Au Labour, les premiers pas du gouvernement Starmer laissent les militants sur leur faim

Le Premier ministre britannique Keir Starmer lors du congrès annuel du Labour à Liverpool (nord-ouest de l'Angleterre), le 23 septembre 2024 (Oli SCARFF)
Le Premier ministre britannique Keir Starmer lors du congrès annuel du Labour à Liverpool (nord-ouest de l'Angleterre), le 23 septembre 2024 (Oli SCARFF)

Trois mois après son arrivée au pouvoir au Royaume-Uni, le Premier ministre travailliste Keir Starmer doit déjà composer avec le scepticisme d'une partie de ses troupes, notamment les plus à gauche, même si elles semblent à ce stade manquer de relais au Parlement.

Dans les allées du congrès du Labour, à Liverpool, l'ambiance n'est déjà plus vraiment à l'autocongratulation malgré la victoire massive du parti aux législatives du 4 juillet.
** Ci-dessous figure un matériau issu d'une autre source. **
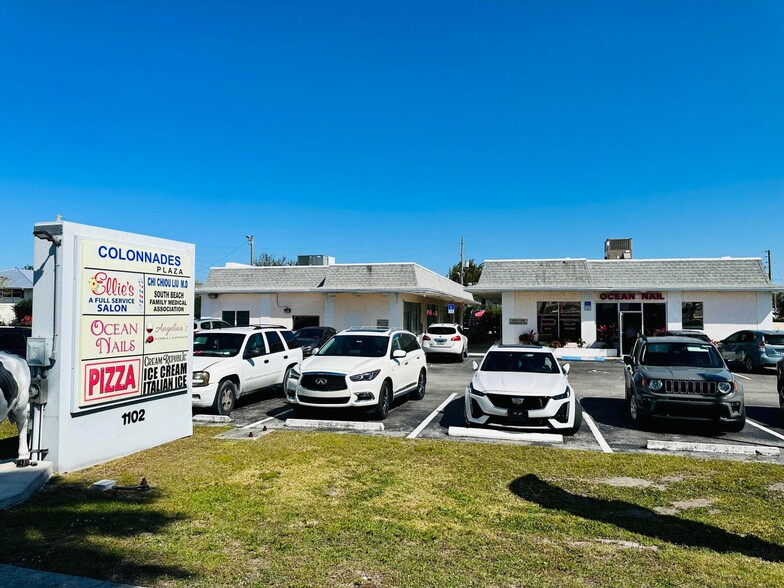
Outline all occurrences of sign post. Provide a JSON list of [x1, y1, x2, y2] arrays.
[[33, 221, 195, 472]]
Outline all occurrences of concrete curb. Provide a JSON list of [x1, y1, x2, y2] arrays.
[[646, 439, 781, 457], [286, 419, 384, 431], [0, 460, 53, 510], [449, 427, 563, 443]]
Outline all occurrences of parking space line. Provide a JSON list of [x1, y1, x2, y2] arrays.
[[406, 392, 457, 439], [583, 410, 613, 453], [746, 418, 784, 441], [240, 408, 294, 429]]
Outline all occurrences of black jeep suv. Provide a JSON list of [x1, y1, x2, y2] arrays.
[[623, 337, 746, 432]]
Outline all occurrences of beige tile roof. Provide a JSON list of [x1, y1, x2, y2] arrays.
[[467, 258, 784, 293], [197, 263, 474, 304]]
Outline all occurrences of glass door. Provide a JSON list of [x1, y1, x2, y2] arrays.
[[621, 312, 642, 355]]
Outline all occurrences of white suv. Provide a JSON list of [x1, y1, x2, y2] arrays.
[[422, 323, 468, 362], [465, 345, 582, 435], [286, 327, 427, 420], [192, 325, 302, 415]]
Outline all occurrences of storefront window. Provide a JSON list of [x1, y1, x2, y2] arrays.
[[681, 302, 704, 330], [221, 310, 250, 327], [643, 303, 667, 336], [425, 304, 441, 327], [596, 302, 618, 349], [403, 302, 422, 335], [536, 301, 582, 343]]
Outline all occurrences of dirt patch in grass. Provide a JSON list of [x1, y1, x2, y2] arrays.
[[597, 476, 667, 490]]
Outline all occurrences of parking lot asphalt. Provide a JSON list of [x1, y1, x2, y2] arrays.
[[198, 358, 784, 464]]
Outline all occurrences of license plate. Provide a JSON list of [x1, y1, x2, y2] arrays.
[[509, 409, 528, 421]]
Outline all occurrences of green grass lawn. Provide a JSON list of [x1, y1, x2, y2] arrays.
[[0, 423, 784, 587]]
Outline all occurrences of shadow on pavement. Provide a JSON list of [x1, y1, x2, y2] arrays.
[[509, 474, 784, 562]]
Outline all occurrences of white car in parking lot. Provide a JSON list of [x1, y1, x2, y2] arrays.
[[422, 323, 468, 361], [465, 345, 582, 435], [191, 325, 302, 415], [286, 327, 427, 420]]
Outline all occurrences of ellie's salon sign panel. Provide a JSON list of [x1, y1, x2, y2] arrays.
[[75, 239, 193, 412]]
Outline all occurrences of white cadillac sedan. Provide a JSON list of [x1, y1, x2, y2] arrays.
[[465, 345, 582, 435]]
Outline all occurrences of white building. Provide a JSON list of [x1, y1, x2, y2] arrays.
[[466, 258, 784, 353], [0, 268, 33, 325], [196, 263, 475, 334]]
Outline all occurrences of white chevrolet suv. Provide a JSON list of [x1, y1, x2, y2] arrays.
[[465, 345, 582, 435], [192, 325, 302, 415], [286, 327, 427, 420]]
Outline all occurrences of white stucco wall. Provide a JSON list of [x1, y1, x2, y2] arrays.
[[501, 291, 777, 346]]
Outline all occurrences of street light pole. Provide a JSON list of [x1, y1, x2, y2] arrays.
[[245, 235, 253, 265]]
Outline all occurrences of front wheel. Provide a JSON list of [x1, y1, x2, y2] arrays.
[[212, 380, 237, 416], [626, 392, 646, 427], [564, 402, 583, 435], [724, 406, 746, 433], [373, 381, 392, 421], [411, 369, 427, 400]]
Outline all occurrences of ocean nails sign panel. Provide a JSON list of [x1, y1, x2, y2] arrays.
[[75, 239, 193, 412]]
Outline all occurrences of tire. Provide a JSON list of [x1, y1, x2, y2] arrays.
[[373, 380, 392, 421], [212, 380, 237, 416], [724, 406, 746, 433], [280, 367, 291, 398], [409, 369, 427, 400], [626, 392, 647, 427], [564, 401, 583, 435]]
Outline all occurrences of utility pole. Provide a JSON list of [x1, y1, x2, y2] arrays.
[[460, 235, 465, 286], [245, 235, 254, 265], [765, 249, 773, 282]]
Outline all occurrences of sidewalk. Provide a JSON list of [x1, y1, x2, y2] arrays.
[[0, 564, 138, 588]]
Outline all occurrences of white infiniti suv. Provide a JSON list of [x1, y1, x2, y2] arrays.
[[465, 345, 582, 435], [286, 327, 427, 420]]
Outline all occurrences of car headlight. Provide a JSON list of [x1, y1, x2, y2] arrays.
[[716, 382, 735, 394], [191, 372, 210, 388], [348, 370, 381, 382], [468, 384, 485, 396]]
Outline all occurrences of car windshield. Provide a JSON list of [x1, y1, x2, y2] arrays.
[[427, 327, 457, 335], [640, 342, 724, 368], [318, 335, 389, 357], [193, 333, 245, 357], [480, 351, 560, 374], [294, 327, 324, 339]]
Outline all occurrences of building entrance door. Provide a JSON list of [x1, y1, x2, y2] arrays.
[[621, 311, 642, 355]]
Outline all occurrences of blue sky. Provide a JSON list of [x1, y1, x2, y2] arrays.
[[0, 0, 784, 283]]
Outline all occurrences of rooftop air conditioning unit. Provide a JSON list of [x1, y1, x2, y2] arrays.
[[604, 239, 632, 259], [297, 255, 335, 265]]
"Nous étions plein d'optimisme et d'espoir (...) Certaines des décisions que le gouvernement a prises nous ont refroidis", affirme à l'AFP George Cumiskey, 75 ans et vétéran des congrès du Labour.

"Notre parti, ce n'est pas ça", abonde Jenny Ward, militante de 76 ans, en évoquant la suppression d'un chèque énergie pour des millions de retraités décidée par le gouvernement, qui justifie cette mesure par l'état dégradé des finances publiques.

Mark, 64 ans et ancien employé dans le secteur des transports, comprend lui que Keir Starmer doive prendre "des décisions difficiles", dont "on ne saura que dans deux ou trois ans si elles ont fonctionné".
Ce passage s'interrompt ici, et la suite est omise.